The State Electricity Regulatory Commission (SERC), the National Development and Reform Commission and several other authorities are currently conducting a feasibility study on the proposed reform.
Currently, all the power plants -- thermal, nuclear, hydropower and wind, run at the same capacity regulated only by demand.
Under the new system, they will be activated in a pre-arranged sequence. Hydropower plants, wind mills, rubbish-burning plants will first operate at their full capacity.
When power demand rises nuclear and natural gas power plants will be activated.
Coal and oil-burning plants, particularly smaller ones, will be the last to add to the grid.
"This is a major reform in the electricity supply system.
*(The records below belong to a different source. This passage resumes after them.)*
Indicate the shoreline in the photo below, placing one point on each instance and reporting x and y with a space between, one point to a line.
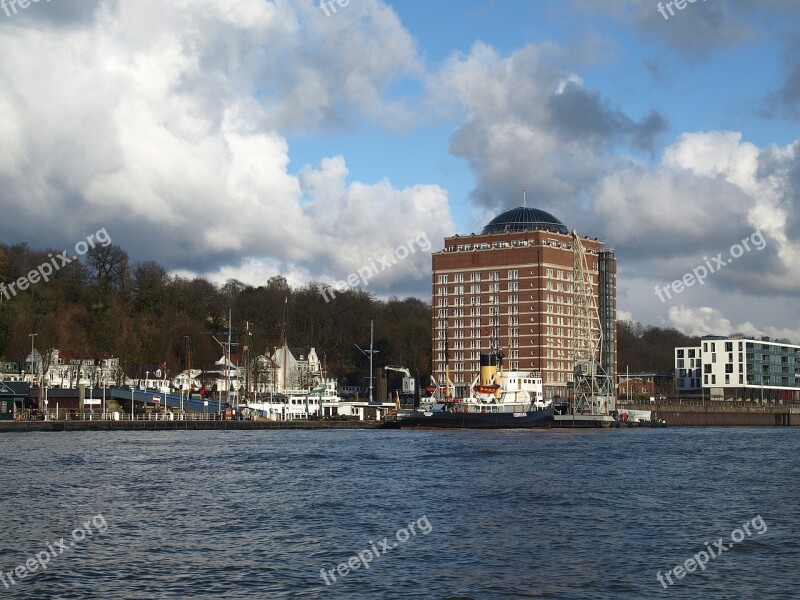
187 425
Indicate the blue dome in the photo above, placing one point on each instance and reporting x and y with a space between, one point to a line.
524 219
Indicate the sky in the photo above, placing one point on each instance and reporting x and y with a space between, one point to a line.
251 138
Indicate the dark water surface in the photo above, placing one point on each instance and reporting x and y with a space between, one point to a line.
502 514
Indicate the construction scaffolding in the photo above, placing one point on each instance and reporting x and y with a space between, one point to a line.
593 386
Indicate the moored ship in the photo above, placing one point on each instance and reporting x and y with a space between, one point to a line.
500 399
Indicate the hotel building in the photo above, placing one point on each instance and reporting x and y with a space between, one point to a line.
740 368
513 283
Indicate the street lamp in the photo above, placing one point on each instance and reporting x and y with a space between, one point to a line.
369 353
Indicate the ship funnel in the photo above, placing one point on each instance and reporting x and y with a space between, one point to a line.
488 382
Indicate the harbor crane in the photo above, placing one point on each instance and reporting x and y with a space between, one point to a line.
409 386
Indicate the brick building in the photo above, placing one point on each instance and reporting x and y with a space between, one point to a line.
513 283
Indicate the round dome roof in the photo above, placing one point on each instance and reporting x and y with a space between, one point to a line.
524 219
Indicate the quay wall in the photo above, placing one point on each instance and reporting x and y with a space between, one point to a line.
681 415
108 425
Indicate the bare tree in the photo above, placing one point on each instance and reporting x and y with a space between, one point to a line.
109 266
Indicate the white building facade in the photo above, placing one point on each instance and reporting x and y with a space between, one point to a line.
740 368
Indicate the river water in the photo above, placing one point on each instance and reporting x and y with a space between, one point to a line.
433 514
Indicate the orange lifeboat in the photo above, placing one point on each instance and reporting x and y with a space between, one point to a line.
489 388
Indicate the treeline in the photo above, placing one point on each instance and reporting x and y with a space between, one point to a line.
647 348
104 305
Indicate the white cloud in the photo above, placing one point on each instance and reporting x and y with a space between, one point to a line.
166 122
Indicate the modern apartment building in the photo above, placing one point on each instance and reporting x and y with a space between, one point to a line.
740 367
512 284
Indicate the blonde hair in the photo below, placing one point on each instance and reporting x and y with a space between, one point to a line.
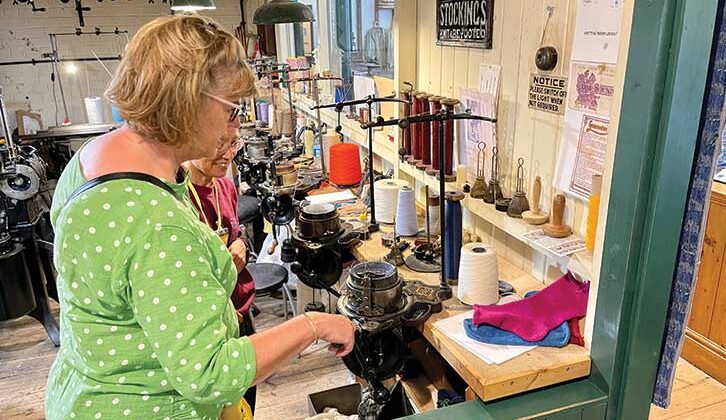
167 65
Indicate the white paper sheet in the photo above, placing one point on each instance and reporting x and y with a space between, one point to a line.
490 353
561 247
472 132
336 197
489 79
597 30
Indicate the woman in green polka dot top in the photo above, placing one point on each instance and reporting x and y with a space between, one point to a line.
147 327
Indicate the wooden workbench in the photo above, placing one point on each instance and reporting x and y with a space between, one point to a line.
540 367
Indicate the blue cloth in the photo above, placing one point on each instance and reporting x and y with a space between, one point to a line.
558 337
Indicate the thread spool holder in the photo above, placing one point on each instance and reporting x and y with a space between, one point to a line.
404 151
444 115
480 185
424 132
369 101
283 69
315 88
519 203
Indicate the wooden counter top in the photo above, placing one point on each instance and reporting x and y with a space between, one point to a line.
540 367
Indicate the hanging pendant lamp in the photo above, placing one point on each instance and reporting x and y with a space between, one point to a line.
282 11
192 5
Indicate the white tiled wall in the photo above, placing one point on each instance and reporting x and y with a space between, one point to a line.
24 36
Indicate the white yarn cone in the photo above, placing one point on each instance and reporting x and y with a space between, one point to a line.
386 191
478 274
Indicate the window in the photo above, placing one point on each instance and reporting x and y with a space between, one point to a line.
306 33
363 37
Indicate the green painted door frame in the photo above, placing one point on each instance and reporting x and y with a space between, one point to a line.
667 69
665 83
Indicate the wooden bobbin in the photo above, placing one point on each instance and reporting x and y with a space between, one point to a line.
536 216
557 228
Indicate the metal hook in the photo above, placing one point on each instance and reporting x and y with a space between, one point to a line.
480 160
520 175
495 163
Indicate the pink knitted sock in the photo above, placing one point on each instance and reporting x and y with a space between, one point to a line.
532 318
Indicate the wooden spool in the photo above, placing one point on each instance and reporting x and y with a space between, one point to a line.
535 216
557 228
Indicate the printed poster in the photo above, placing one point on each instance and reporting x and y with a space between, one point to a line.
590 95
592 86
590 156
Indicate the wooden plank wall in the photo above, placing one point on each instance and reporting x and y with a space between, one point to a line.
521 132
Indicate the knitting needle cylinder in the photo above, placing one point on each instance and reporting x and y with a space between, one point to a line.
435 108
453 235
425 133
415 145
448 160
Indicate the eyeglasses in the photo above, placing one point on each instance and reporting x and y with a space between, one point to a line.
236 108
235 146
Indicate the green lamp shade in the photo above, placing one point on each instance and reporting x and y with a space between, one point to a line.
192 5
282 11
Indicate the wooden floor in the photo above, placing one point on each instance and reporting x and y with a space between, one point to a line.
26 355
695 396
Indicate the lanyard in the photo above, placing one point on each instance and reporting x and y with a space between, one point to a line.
199 203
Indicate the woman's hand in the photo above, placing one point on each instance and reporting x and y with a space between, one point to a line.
338 330
238 249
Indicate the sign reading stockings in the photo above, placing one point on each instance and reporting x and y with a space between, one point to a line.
464 23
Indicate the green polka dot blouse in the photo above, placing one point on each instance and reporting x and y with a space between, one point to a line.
147 327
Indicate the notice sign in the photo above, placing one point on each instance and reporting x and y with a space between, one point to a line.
464 23
548 93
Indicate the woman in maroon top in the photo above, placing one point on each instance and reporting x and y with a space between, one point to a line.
215 197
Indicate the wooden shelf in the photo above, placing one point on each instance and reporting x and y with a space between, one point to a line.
579 263
540 367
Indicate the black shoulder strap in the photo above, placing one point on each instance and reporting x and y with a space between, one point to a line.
138 176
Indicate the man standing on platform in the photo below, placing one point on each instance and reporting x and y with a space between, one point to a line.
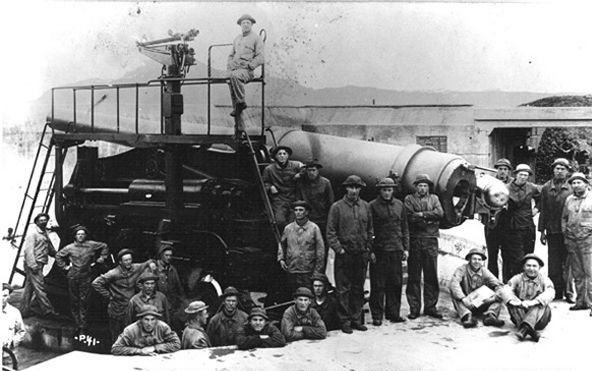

It will revolutionize the old power management system," the China Business News quoted an official with the SERC as saying.
Preliminary finding show that if the reform works it could save100 million tons of coal from being burned.
The study indicates this reform alone would allow China to meet its goal of reducing energy consumption by 20 percent per unit gross domestic product (GDP) by 2010, an expert close to the study said.
The 20 percent drop in energy consumption per unit of GDP is a major goal in China's current five year plan as government seeks to reduce the country's increasing dependence on imported oil to fuel its dynamic economy.
To reach the goal the government had planned to reduce energy consumption per unit of GDP by 4 percent in 2006.
Official statistics, however, indicate that the country's energy consumption in the first half of the year actually outpaced the growth of its economy.